Published: · Region: Latin America · Category: geopolitics

ILLUSTRATIVE
M7.2 and M7.5 doublet earthquake
Illustrative image, not from the reported incident. Photo via Wikimedia Commons / Wikipedia: 2026 Venezuela earthquakes

Caracas Uses Earthquake Emergency to Challenge Sanctions and Demand Release of Frozen Assets

Venezuela’s government is pressing the US and its allies to unfreeze billions in state assets, arguing the money is urgently needed to rebuild after the devastating June 24 earthquakes. The push puts gold held in the UK and blocked IMF reserves back at the center of a sanctions fight that now carries direct consequences for reconstruction and ordinary Venezuelans.

Venezuela is trying to turn natural disaster into financial leverage, using the destruction from its June 24 earthquakes to demand access to frozen state assets abroad. Caracas argues that sanctions and asset freezes are no longer just a tool of political pressure but a brake on rebuilding shattered homes, hospitals, and roads.
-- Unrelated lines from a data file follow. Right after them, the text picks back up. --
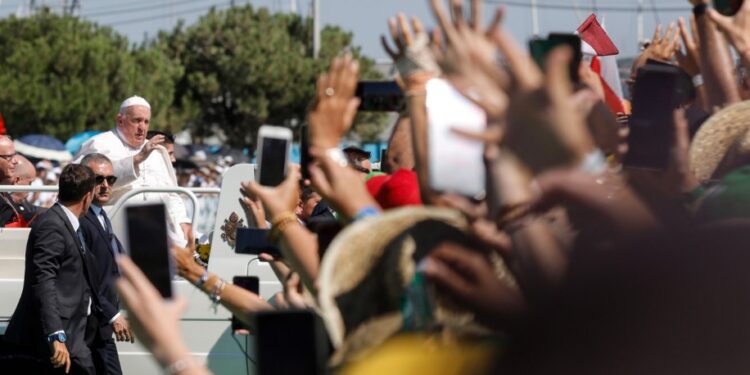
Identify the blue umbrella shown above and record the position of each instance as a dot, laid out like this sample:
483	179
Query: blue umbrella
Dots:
75	142
41	146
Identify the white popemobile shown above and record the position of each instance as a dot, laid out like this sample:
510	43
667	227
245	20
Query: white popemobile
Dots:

In a statement reported early on 10 July, Venezuelan authorities called on the United States and allied governments to release state assets blocked under sanctions so they can be channeled into recovery and reconstruction. Officials specifically pointed to gold reserves held in the United Kingdom and Special Drawing Rights withheld by the International Monetary Fund, portraying them as resources legally belonging to Venezuela that are being kept from citizens at a moment of acute need.

The June 24 quakes devastated parts of the country, adding a sudden layer of physical damage to an economy already worn down by years of crisis, mismanagement, and international isolation. While the full scale of destruction is still being measured, Caracas is signaling that its own fiscal capacity and access to external finance are insufficient for rapid rebuilding without unlocking the frozen funds. For families sleeping in temporary shelters or in front of cracked buildings, the debate over offshore gold and SDRs is not an abstract legal fight; it determines how quickly roofs, clinics, and bridges are rebuilt.

Venezuela’s request places Washington, London, and multilateral institutions in a difficult position. The assets were frozen in the context of a broader campaign to pressure President Nicolás Maduro’s government over human rights, democratic backsliding, and disputed elections. Loosening that grip in response to an earthquake risks diluting the sanctions’ political purpose and could be portrayed domestically as a concession to a government they sought to isolate. Keeping the funds locked, however, allows Caracas to argue that Western policy is prolonging human suffering in a moment of disaster.

The operational question is how aid and reconstruction will actually be financed and managed. Even if some assets were unfrozen under an emergency framework, donors and international institutions would likely seek safeguards to prevent diversion of funds for political or security purposes. That implies complex negotiations over oversight, channels of disbursement, and the role of opposition actors that have been recognized in the past as legitimate interlocutors for managing parts of Venezuela’s overseas wealth.

Strategically, Caracas is using the earthquakes to reframe the sanctions debate from one about regime behavior to one about humanitarian impact. By naming specific assets—gold in UK vaults and IMF-issued reserves—Venezuelan officials are forcing foreign capitals to justify why those holdings should remain frozen when rebuilding costs are rising and domestic liquidity is scarce. In practice, sanctions regimes often face their hardest tests not in normal times, but when disasters expose how deeply they reach into the daily lives of people the measures were not meant to target.

The key indicators to watch will be the response from the UK government on the contested gold reserves, any signals from the IMF regarding access to Special Drawing Rights, and whether the US Treasury moves to adjust licenses or carve-outs related to humanitarian finance. If even partial access is granted under strict conditions, it could set a precedent for how sanctioned states leverage natural disasters to secure economic breathing room—and how far Western governments are willing to bend when pressure on civilians becomes harder to ignore.